Gastón Garatea es un ciudadano ejemplar. A sus 72 años de edad tiene una trayectoria larga y limpia de permanente servicio a los demás. Nunca buscó el beneficio, el poder ni el brillo personal, pero siempre cumplió con lo que entiende como un compromiso de vida cristiana. Es un hombre esencialmente modesto y estoico, a quien deben disgustarle estas líneas que elogian su calidad humana. Pero, igual, las escribo, porque se limitan a constatar lo ya demostrado con el testimonio de toda una vida.

Es sacerdote de toda la vida, integrante de la congregación de los Sagrados Corazones. Ha sabido vivir su religiosidad compartiendo los problemas de la gente sencilla. Ha sido cura obrero en lugares difíciles y extremos como la Tierra del Fuego, en el vértice austral del continente, y ha trabajado extensamente con los pobladores de nuestras barriadas. Ha sido y es docente, maestro de niños y jóvenes de toda condición social. Dejó una huella imborrable, junto con Hubert Lanssiers, en el colegio La Recoleta. Qué maestros de lujo.

En el 2001 aceptó el encargo de presidir la Mesa de Concertación de Lucha contra la Pobreza, y durante varios años desempeñó este cargo, convirtiendo a esta entidad en un eje clave y precursor de la labor de inclusión social, contribuyendo a sembrar conciencia sobre esta tarea impostergable. En el mismo año el gobierno le nombró como uno de los doce integrantes de la Comisión de la Verdad y Reconciliación. Son los dos únicos cargos públicos que ha desempeñado y lo hizo gratuitamente, con la más plena entrega.

Paradójicamente este sacerdote de trayectoria irreprochable, acaba de quedarse sin licencia para ejercer su ministerio por decisión del cardenal Cipriani. Sólo queda especular sobre el porqué de la sanción, pero no cabe duda que le pasan la factura por decir, en una entrevista, que el celibato “se ha extendido equivocadamente a todos los sacerdotes; está bien para los que viven en congregaciones como yo, pero no para los del clero secular que viven en sus casas”. O por aceptar la posibilidad de la unión de hecho de personas del mismo sexo.

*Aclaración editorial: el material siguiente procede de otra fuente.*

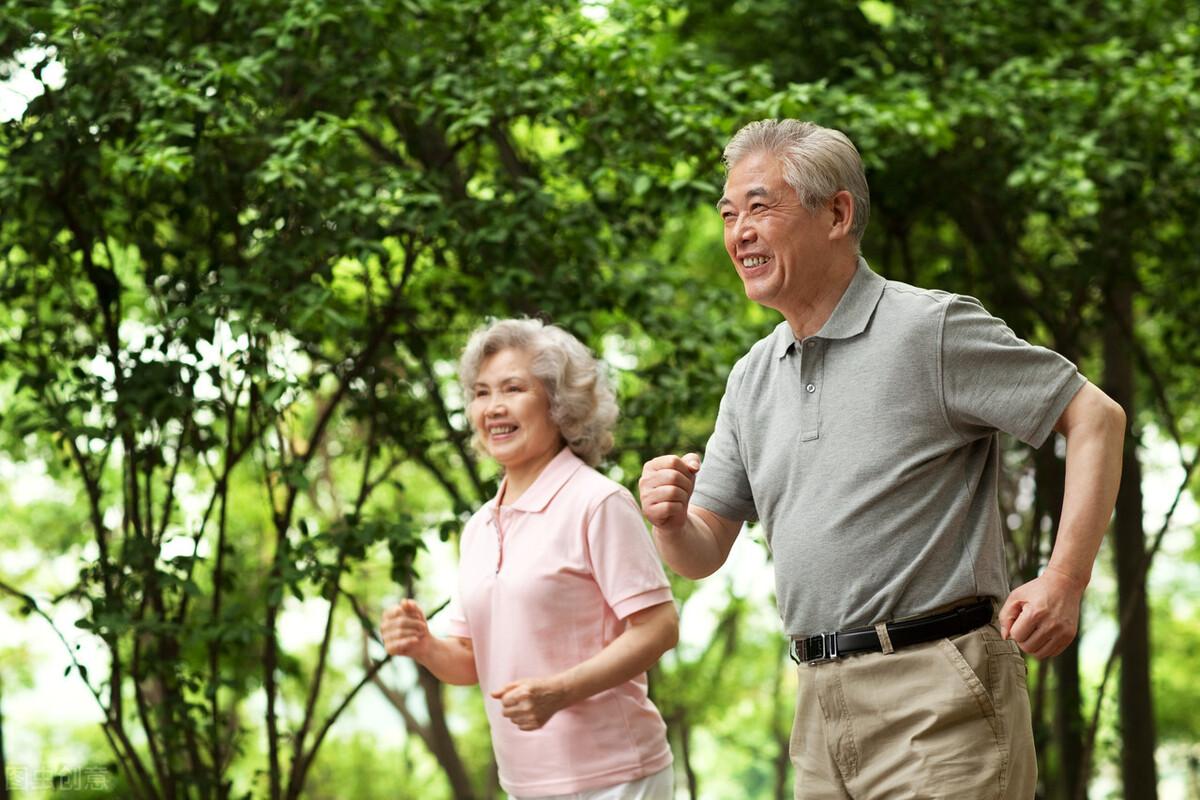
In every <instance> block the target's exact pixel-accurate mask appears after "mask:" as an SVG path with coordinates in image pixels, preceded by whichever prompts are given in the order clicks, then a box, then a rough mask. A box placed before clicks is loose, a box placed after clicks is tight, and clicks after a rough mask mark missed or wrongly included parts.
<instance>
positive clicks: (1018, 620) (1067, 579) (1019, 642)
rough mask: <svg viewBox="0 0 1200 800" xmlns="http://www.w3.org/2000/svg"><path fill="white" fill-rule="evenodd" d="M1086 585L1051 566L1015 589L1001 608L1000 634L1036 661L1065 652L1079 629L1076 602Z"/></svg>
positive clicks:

No puede sorprendernos que sancione la libertad de pensar quien, como el cardenal, ha hecho de la intolerancia su bandera de guerra y desprecia los derechos humanos como “una cojudez”. Garatea es sólo uno más de los perseguidos por el Opus Dei. Con su arbitrariedad, Cipriani le da un lugar de privilegio al lado de Gustavo Gutiérrez, sacerdote admirado en el mundo, dentro y fuera de la iglesia Católica, pero igualmente impedido de ejercer en la diócesis de Torquemada.

No será entonces la primera vez que una pretendida sanción encierre dentro de sí, muy a pesar de quien la dispone, un homenaje involuntario a quien se quiere escarmentar. Esa condecoración que Garatea, por su modestia, no hubiese aceptado, finalmente le llega bajo la forma de este úkase.